El escritor no siempre es un buen promotor de su trabajo. A veces por timidez, por natural torpeza o por ese prurito que implica no contaminar el arte con las ventas, hay quienes se sienten descolocados ante un micrófono y dejan la tarea a sus editores o agentes. Y también están los antipáticos, maleducados o engreídos que se creen genios, subestiman a los lectores y tienen hacia ellos desplantes de divos. Están equivocados. Un texto existe porque un autor lo ha creado, sí. Pero solo cuando los ojos del lector se posan en él se produce el milagro de la literatura. Ningún texto sobrevive sin ese ida y vuelta.

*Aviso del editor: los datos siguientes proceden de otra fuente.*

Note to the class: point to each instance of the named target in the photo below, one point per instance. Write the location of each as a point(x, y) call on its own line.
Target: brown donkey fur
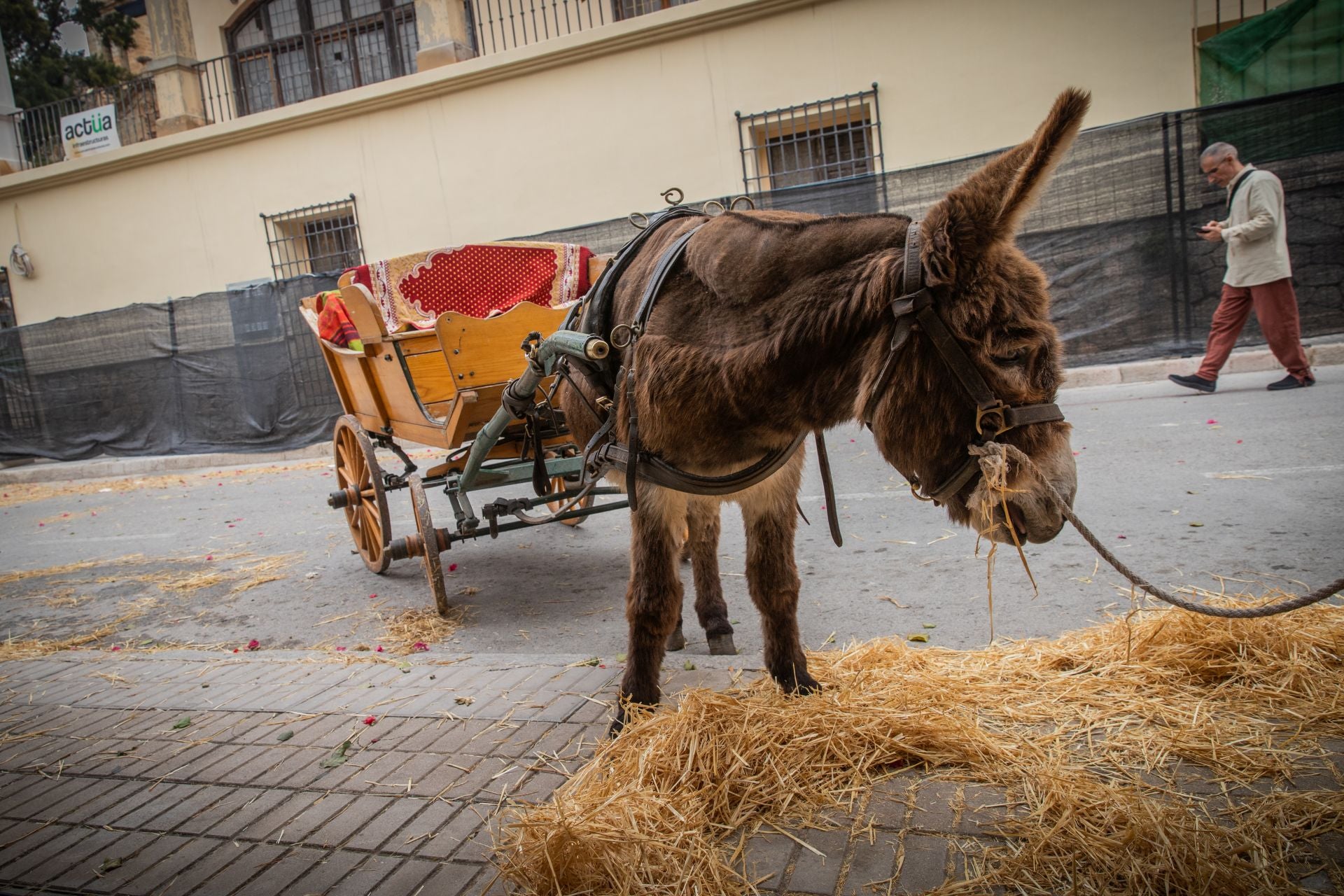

En estos días he visto a colegas más o menos renombrados, sentados a una mesita junto al estand de su editorial, a la espera de que alguien comprara su último libro y les pidiera un autógrafo. Es una actividad agradable cuando los lectores abundan, pero se vuelve cruel si pasan minutos y nadie se acerca. No siempre las colas más largas guardan relación con la calidad literaria del autor y sus textos. El público lector puede volcarse hacia propuestas más ligeras, escritas sin oficio ni técnica, vinculadas a fenómenos con amplia difusión en los medios o relatos biográficos de personajes cuya vida genera curiosidad y morbo. Esto es legítimo y aceptarlo es comprender las reglas del juego. No es raro que uno de estos éxitos de ventas dé algo de oxígeno a la editorial y acabe por financiar otros títulos de mayor calidad, aunque menos masivos en su complejidad conceptual o estética.
Pensaba, al despedirme de la hermosa Estación Mapocho, que la invitación a los autores bien pudo haber sido bajo el lema “Seas quien seas, vamos a la feria”.